Often it’s not the things you see in nightmares that scare you the most, but rather the things you don’t see. The things that lurk in the shadows; the things that are shapeless, faceless, unconvincingly quiet.
Germany’s electronic, ambient krautrock band, Tangerine Dream, produces in you the sort of psyched out, psychedelic experiences that you just know, after a few years, are going to catch up on you. And in the one-night only, one-album only, avant-trio of Melbourne based Clinton Green, Andrew McIntosh and Lloyd Barrett, Tangerine Nightmare, all those trippy chemicals finally meet their destiny.
The album is called Synthicide, and it brings you, veiled in its ambient laptop noise, the sounds of things, scary things, that are too crafty, too clever, to go bump in the night. Instead, they slither and rumble along, behind you, around you, just enough to let you know they’re there, but not enough to let you know how to find them or hold them.

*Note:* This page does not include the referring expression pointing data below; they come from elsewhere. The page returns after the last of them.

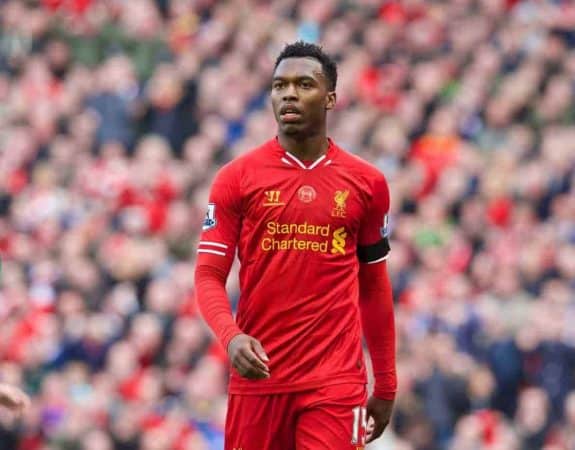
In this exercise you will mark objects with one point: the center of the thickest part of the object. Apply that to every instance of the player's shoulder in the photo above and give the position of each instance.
(359, 167)
(253, 157)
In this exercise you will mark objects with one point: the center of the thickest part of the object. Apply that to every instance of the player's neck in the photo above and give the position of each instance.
(305, 149)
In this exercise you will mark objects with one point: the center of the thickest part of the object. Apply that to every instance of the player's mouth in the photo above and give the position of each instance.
(290, 114)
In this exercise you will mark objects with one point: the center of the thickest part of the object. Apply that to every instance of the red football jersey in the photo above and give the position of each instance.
(300, 231)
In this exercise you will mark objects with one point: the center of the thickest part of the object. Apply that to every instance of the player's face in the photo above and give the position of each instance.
(300, 96)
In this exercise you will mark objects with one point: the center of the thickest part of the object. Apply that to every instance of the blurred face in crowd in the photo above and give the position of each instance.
(301, 97)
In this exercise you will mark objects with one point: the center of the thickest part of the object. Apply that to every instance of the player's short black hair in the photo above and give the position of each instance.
(301, 49)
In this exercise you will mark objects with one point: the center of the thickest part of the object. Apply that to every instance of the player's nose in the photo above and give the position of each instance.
(290, 93)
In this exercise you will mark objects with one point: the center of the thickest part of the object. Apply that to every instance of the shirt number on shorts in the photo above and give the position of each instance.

The result is unnerving. Your blood drops a few degrees when you hear this music, but you know you can’t escape it because it’s not really slithering and rumbling around you at all – it’s all happening within you: bits of your brain and your life at last seeing the dark side of the things that you had once painted in the colours of fluorescent rainbows.
The five tracks of Synthicide flow into each other with that same kind of coherence you get when you half wake from one nightmare and fall back into another. Things are different, but you know it’s the same dream, exerting the same hold on you.
It’s easy to describe music as ‘dark’ these days, and it is often the word you use when you don’t know what else to say about something that’s vaguely disturbing or sinister. But Synthicide is dark in its much more literal sense: the absence of light, the place where things creep around and wait to pounce. It’s the sort of dark where everything is in camouflage, where demons wear soft-soled shoes, and talk in whispers.
Albums like Synthicide are especially exciting for people who, as I do, live close enough to Melbourne to be able to call Tangerine Nightmare a local musical project - even if it was just a one-off. But it's still a great reminder of what a thriving, vibrant underground music scene we have here. Things like this are popping up all over the place - or, to be more correct, all under the place - if you just know where to look.
Discovered, for me, on 3PBS 106.7 FM's Ear of the Behearer, Synthicide is available from Shame File Music.